The Amazing American Circus Review LadiesGamers
Food management on the road.

That being said, did I mention how creepy and off color this game was? If you don’t like clowns, wind animals forced to do tricks, or people being mocked for looking different in the freak show, you won’t like this game at all. Also, if you don’t like weird and gross stereotypes of Native Americans or slurs about Romani people, you also won’t like this game.

The Amazing American Circus Review LadiesGamers
A glitch made my screen freeze on this for like five minutes.

I understand what the developers were going for, naming the Native tribes “Indians” as they would have been called in the 1880s, but there is a reason most people don’t use that type of problematic language anymore. Also, if the devs were aiming for “authentic” 1880s Wild West, there was little research on what the Wild West was actually like.

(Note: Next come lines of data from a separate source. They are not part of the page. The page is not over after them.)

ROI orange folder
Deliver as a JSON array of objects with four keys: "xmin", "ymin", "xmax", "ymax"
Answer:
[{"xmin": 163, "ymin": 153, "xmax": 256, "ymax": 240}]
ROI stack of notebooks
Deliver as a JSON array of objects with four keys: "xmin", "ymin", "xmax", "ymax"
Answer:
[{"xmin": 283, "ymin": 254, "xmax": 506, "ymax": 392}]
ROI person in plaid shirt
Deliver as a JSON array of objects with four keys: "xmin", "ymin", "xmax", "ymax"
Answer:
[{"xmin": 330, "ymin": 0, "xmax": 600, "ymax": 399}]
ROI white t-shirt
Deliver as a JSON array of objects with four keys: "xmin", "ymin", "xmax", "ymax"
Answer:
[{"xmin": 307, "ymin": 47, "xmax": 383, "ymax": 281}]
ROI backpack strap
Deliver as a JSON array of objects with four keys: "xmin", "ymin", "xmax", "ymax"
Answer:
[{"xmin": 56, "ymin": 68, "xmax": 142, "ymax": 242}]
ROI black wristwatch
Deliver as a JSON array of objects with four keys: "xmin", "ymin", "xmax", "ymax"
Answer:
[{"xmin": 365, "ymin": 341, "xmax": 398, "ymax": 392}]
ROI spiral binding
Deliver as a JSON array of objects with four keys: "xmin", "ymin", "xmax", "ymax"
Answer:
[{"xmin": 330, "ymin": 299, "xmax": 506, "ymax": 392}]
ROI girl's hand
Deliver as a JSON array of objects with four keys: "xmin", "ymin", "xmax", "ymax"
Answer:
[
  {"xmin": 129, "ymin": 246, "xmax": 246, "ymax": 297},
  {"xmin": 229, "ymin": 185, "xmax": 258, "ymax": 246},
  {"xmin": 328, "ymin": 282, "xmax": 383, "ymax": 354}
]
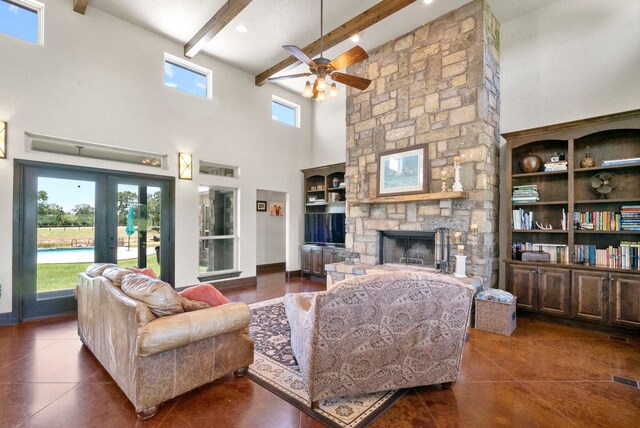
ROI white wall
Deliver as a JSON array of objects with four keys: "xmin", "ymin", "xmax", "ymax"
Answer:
[
  {"xmin": 256, "ymin": 190, "xmax": 286, "ymax": 264},
  {"xmin": 0, "ymin": 0, "xmax": 312, "ymax": 313},
  {"xmin": 500, "ymin": 0, "xmax": 640, "ymax": 287},
  {"xmin": 307, "ymin": 94, "xmax": 347, "ymax": 167}
]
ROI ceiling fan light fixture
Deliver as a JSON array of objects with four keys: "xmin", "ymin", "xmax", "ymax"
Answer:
[
  {"xmin": 302, "ymin": 80, "xmax": 313, "ymax": 98},
  {"xmin": 329, "ymin": 82, "xmax": 338, "ymax": 98},
  {"xmin": 316, "ymin": 76, "xmax": 327, "ymax": 92}
]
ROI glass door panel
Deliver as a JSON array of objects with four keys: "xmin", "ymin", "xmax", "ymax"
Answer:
[{"xmin": 36, "ymin": 177, "xmax": 96, "ymax": 299}]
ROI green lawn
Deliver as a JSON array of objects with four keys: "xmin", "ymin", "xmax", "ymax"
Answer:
[{"xmin": 38, "ymin": 254, "xmax": 160, "ymax": 292}]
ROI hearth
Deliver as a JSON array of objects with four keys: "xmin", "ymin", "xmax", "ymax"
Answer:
[{"xmin": 379, "ymin": 230, "xmax": 436, "ymax": 268}]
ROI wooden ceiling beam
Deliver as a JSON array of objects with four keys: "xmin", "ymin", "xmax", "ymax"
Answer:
[
  {"xmin": 73, "ymin": 0, "xmax": 89, "ymax": 15},
  {"xmin": 184, "ymin": 0, "xmax": 251, "ymax": 58},
  {"xmin": 256, "ymin": 0, "xmax": 416, "ymax": 86}
]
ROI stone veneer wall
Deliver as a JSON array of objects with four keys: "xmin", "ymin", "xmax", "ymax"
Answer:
[{"xmin": 346, "ymin": 0, "xmax": 500, "ymax": 286}]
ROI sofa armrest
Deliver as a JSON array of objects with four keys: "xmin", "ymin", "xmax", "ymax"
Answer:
[{"xmin": 137, "ymin": 303, "xmax": 250, "ymax": 357}]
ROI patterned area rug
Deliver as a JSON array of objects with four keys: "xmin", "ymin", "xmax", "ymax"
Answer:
[{"xmin": 248, "ymin": 297, "xmax": 404, "ymax": 428}]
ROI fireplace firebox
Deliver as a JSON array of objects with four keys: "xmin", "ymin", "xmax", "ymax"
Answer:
[{"xmin": 380, "ymin": 230, "xmax": 436, "ymax": 268}]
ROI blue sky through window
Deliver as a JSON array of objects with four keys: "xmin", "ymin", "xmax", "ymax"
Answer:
[
  {"xmin": 164, "ymin": 61, "xmax": 207, "ymax": 98},
  {"xmin": 0, "ymin": 0, "xmax": 38, "ymax": 44},
  {"xmin": 271, "ymin": 101, "xmax": 296, "ymax": 126}
]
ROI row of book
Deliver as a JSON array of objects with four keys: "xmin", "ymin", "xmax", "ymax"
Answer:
[
  {"xmin": 573, "ymin": 241, "xmax": 640, "ymax": 270},
  {"xmin": 620, "ymin": 205, "xmax": 640, "ymax": 232},
  {"xmin": 511, "ymin": 208, "xmax": 535, "ymax": 230},
  {"xmin": 511, "ymin": 184, "xmax": 540, "ymax": 203},
  {"xmin": 511, "ymin": 242, "xmax": 569, "ymax": 264},
  {"xmin": 573, "ymin": 211, "xmax": 622, "ymax": 231},
  {"xmin": 544, "ymin": 161, "xmax": 569, "ymax": 171},
  {"xmin": 602, "ymin": 158, "xmax": 640, "ymax": 166}
]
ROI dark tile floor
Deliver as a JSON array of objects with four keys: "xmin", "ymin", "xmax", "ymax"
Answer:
[{"xmin": 0, "ymin": 274, "xmax": 640, "ymax": 428}]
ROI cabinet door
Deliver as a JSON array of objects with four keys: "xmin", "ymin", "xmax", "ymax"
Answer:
[
  {"xmin": 538, "ymin": 267, "xmax": 571, "ymax": 317},
  {"xmin": 609, "ymin": 273, "xmax": 640, "ymax": 327},
  {"xmin": 302, "ymin": 246, "xmax": 311, "ymax": 274},
  {"xmin": 507, "ymin": 265, "xmax": 538, "ymax": 311},
  {"xmin": 311, "ymin": 247, "xmax": 324, "ymax": 276},
  {"xmin": 571, "ymin": 270, "xmax": 609, "ymax": 322}
]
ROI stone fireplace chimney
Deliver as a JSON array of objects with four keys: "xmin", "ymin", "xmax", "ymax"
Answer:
[{"xmin": 345, "ymin": 0, "xmax": 499, "ymax": 286}]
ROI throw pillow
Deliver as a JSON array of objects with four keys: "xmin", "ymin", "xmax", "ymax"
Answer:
[
  {"xmin": 102, "ymin": 266, "xmax": 133, "ymax": 287},
  {"xmin": 121, "ymin": 273, "xmax": 184, "ymax": 317},
  {"xmin": 129, "ymin": 266, "xmax": 158, "ymax": 278},
  {"xmin": 180, "ymin": 284, "xmax": 229, "ymax": 306},
  {"xmin": 178, "ymin": 294, "xmax": 211, "ymax": 312},
  {"xmin": 85, "ymin": 263, "xmax": 118, "ymax": 278}
]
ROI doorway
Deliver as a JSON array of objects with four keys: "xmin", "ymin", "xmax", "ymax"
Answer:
[
  {"xmin": 13, "ymin": 161, "xmax": 173, "ymax": 322},
  {"xmin": 256, "ymin": 190, "xmax": 288, "ymax": 274}
]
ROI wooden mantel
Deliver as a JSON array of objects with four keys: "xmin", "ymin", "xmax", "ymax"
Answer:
[{"xmin": 347, "ymin": 192, "xmax": 469, "ymax": 205}]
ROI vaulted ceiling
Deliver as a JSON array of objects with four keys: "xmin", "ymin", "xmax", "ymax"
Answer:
[{"xmin": 79, "ymin": 0, "xmax": 558, "ymax": 90}]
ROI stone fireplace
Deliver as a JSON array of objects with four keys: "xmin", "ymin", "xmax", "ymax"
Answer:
[
  {"xmin": 345, "ymin": 0, "xmax": 499, "ymax": 286},
  {"xmin": 379, "ymin": 230, "xmax": 436, "ymax": 268}
]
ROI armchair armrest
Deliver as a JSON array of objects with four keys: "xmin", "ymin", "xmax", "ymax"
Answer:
[{"xmin": 137, "ymin": 303, "xmax": 250, "ymax": 357}]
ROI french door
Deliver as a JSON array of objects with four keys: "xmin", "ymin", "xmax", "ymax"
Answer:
[{"xmin": 14, "ymin": 162, "xmax": 173, "ymax": 321}]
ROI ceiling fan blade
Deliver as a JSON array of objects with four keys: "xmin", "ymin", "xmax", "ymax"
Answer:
[
  {"xmin": 267, "ymin": 73, "xmax": 313, "ymax": 82},
  {"xmin": 283, "ymin": 45, "xmax": 316, "ymax": 66},
  {"xmin": 331, "ymin": 71, "xmax": 371, "ymax": 91},
  {"xmin": 329, "ymin": 46, "xmax": 369, "ymax": 70}
]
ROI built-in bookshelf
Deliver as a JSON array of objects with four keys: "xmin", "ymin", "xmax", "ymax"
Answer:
[{"xmin": 503, "ymin": 110, "xmax": 640, "ymax": 328}]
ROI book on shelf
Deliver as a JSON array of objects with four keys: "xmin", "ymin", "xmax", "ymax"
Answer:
[
  {"xmin": 602, "ymin": 158, "xmax": 640, "ymax": 166},
  {"xmin": 573, "ymin": 241, "xmax": 640, "ymax": 270},
  {"xmin": 620, "ymin": 205, "xmax": 640, "ymax": 232},
  {"xmin": 544, "ymin": 161, "xmax": 569, "ymax": 171},
  {"xmin": 511, "ymin": 242, "xmax": 569, "ymax": 264}
]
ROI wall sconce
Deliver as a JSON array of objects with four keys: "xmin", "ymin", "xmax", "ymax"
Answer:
[
  {"xmin": 178, "ymin": 153, "xmax": 193, "ymax": 180},
  {"xmin": 0, "ymin": 120, "xmax": 7, "ymax": 159}
]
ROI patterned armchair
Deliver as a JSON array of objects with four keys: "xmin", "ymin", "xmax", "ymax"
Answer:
[{"xmin": 284, "ymin": 272, "xmax": 474, "ymax": 406}]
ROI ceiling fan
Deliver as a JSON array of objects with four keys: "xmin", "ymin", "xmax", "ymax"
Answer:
[{"xmin": 268, "ymin": 0, "xmax": 371, "ymax": 101}]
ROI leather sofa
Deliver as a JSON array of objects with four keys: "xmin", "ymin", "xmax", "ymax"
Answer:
[
  {"xmin": 284, "ymin": 272, "xmax": 475, "ymax": 407},
  {"xmin": 76, "ymin": 265, "xmax": 253, "ymax": 419}
]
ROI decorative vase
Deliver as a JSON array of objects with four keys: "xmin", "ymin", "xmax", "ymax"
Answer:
[
  {"xmin": 518, "ymin": 153, "xmax": 542, "ymax": 172},
  {"xmin": 580, "ymin": 146, "xmax": 596, "ymax": 168}
]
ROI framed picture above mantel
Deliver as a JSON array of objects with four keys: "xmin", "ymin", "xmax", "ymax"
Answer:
[{"xmin": 376, "ymin": 144, "xmax": 429, "ymax": 196}]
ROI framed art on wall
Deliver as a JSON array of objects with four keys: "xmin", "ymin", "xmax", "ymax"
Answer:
[{"xmin": 377, "ymin": 145, "xmax": 429, "ymax": 196}]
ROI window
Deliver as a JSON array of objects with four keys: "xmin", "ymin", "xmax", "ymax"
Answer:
[
  {"xmin": 164, "ymin": 53, "xmax": 211, "ymax": 98},
  {"xmin": 198, "ymin": 186, "xmax": 239, "ymax": 281},
  {"xmin": 0, "ymin": 0, "xmax": 44, "ymax": 45},
  {"xmin": 200, "ymin": 161, "xmax": 238, "ymax": 178},
  {"xmin": 271, "ymin": 95, "xmax": 300, "ymax": 128}
]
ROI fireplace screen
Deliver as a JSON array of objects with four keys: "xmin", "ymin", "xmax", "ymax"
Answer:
[{"xmin": 380, "ymin": 231, "xmax": 436, "ymax": 268}]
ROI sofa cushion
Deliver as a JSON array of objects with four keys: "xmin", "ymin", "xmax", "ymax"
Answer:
[
  {"xmin": 178, "ymin": 294, "xmax": 211, "ymax": 312},
  {"xmin": 120, "ymin": 273, "xmax": 184, "ymax": 317},
  {"xmin": 85, "ymin": 263, "xmax": 118, "ymax": 278},
  {"xmin": 180, "ymin": 284, "xmax": 229, "ymax": 306},
  {"xmin": 128, "ymin": 266, "xmax": 158, "ymax": 278},
  {"xmin": 102, "ymin": 266, "xmax": 133, "ymax": 288}
]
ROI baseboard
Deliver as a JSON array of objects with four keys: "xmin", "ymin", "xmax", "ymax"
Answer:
[
  {"xmin": 285, "ymin": 269, "xmax": 302, "ymax": 281},
  {"xmin": 211, "ymin": 276, "xmax": 258, "ymax": 290},
  {"xmin": 256, "ymin": 262, "xmax": 287, "ymax": 275}
]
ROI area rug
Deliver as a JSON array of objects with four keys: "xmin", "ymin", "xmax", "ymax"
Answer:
[{"xmin": 248, "ymin": 297, "xmax": 404, "ymax": 428}]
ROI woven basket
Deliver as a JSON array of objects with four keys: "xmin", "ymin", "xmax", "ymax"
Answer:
[{"xmin": 475, "ymin": 297, "xmax": 517, "ymax": 336}]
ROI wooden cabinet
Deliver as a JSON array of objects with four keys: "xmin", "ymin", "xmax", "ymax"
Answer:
[
  {"xmin": 507, "ymin": 265, "xmax": 571, "ymax": 317},
  {"xmin": 571, "ymin": 270, "xmax": 609, "ymax": 322},
  {"xmin": 301, "ymin": 245, "xmax": 345, "ymax": 276},
  {"xmin": 501, "ymin": 110, "xmax": 640, "ymax": 328},
  {"xmin": 609, "ymin": 273, "xmax": 640, "ymax": 328}
]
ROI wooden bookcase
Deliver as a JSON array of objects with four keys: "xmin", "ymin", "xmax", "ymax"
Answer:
[
  {"xmin": 301, "ymin": 163, "xmax": 346, "ymax": 276},
  {"xmin": 503, "ymin": 110, "xmax": 640, "ymax": 330}
]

The Amazing American Circus Review LadiesGamers
The alcoholic uncle is annoying and stereotypical, but at least he’s not problematic.

Conclusion

I did not care for this title. But I feel like most of my ire was centred on the weird Native American folks and  the addition of the slur “g*psy.” It’s really easy to just say “fortuneteller” instead of insulting an entire population of humans that have been oppressed for generations.

Also, the tutorial was brutal; with a few changes, this could actually be a fantastic game. It has the makings of an interesting title if there had been just a little more care taken in the execution of the game.